Senang kalau di film bisa belajar skill yang berbeda-beda. Dunia Akting adalah taman bermain buat aku juga sekolah buat aku.
Nggak pernah merasa kesulitan untuk akting?
Kalau untuk akting, susah itu senangnya. Akting itu bukan cuma satu sisi, banyak sekali sisinya itu yang bikin jadi menarik. Jadi kalau ada kesulitan justru itu tantangan yang menyenangkan.
Bagaimana awalnya tertarik di akting?
Awalnya aku tertarik di musikal, terus ikut musikal. Dari musikal itulah saya suka akting.
Nggak pengin ikut main film musikal?
Sekarang lagi ikut 3 Dara. Syutingnya sudah selesai. Filmnya luar biasa. Memberikan pengalaman baru untuk saya. Dari film 3 Dara ketemu juga sama Eyang Titiek Puspa. Sesudah ketemu langsung di 3 Dara itu luar biasa.
Apanya yang luar biasa?
Dia akting bagus banget, naskah hafal semua, improvisasi luar biasa. Itu anak muda jadi malu melihatnya.
Apakah Titiek Puspa menjadi sosok panutan sekarang?
Ya. Saya ingin seperti Titiek Puspa. Meskipun tua bukan berarti akting mesti seadanya saja. Eyang Titiek 80 tahun tapi aktingnya total.
Pertimbangan memilih film darimanya?
Aku keseringan milih film dari naskah, dari cerita dan karakternya. Karakter dan cerita itu ibaratnya Al Quran-nya lah kalau misal bikin film. Jadi harus bener-bener kuat, kalau enggak keteteran. Soalnya gue lumayan menggebu-gebu, gue enggak mau passion gue tersalurkan di media yang salah.
Totalitas membuatmu dapat penghargaan?
Enggak sih.
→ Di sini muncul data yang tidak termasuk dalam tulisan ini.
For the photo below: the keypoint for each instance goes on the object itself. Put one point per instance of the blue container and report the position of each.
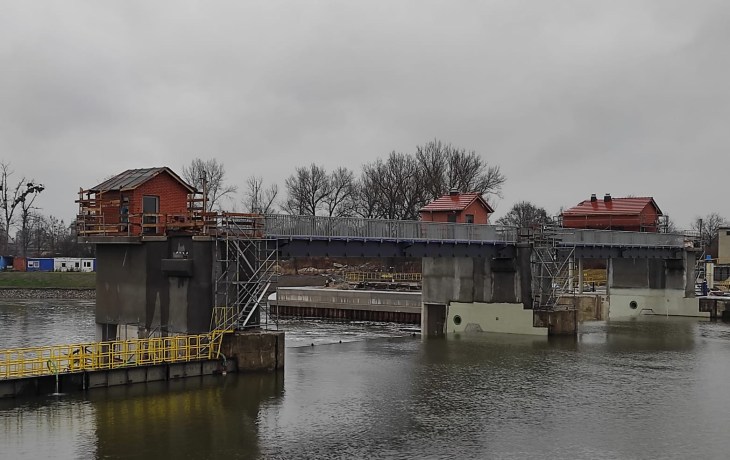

Yang kemarin aja enggak kepikiran sama sekali bener deh. Hehehe. Saya lebih puas kalau misalkan orang nonton film saya dan merasakan apa yang saya berusaha sampaikan. Seengaknya bisa menikmati.
Dapat penghargaan beban?
Enggak sih sama sekali enggak. Karena penghargaan itu bukan sebagai acuan buat saya. Jadi enggak pernah mau. Justru sampai sekarang masih sama aja. Saya masih mau mencoba film produksi kecil, produksi besar, sama aja. As long as fullfil my soul needs. Karena bagaimanapun saya mau terus berkarya dan belajar dari project yang saya jalanin.
Gairah untuk 3 Srikandi
Film Tara Basro terbaru yang akan diputar bulan Agustus adalah film 3 Srikandi. Dalam film ini Tara berperan sebagai salah satu pemanah yang mengharumkan nama Indonesia saat olimpeade 1988 di Korea Selatan. Mereka adalah tiga putri Indonesia yang menyumbangkan medali pertama dari Olimpiade.
Bagaimana awal Anda terlibat film 3 Srikandi?
Setiap anak dari awal keterlibatan aku di 3 Srikandi itu sangat menarik. Awalnya saya didekati produser dan sutradara, mereka cerita tentang 3 Srikandi. 3 perempuan Indonesia yang mempersembahkan mendali olimpiade pertama bagai Indonesia. Saya pikir seru kalau ikut film ini. memberitahu generasi saya yang sekrng mungkin sudh tidak tahu sejarah olahraga kita.
Bagaimana latihan akting disini?
Saya latihan jadi panahan untuk akting ini. Atlet Indonesia sangat disiplin dan berapi-api banget semangatnya. Memerankan altet dari Sulawesi Selatan juga senang. Karena saya ada darah bugis juga.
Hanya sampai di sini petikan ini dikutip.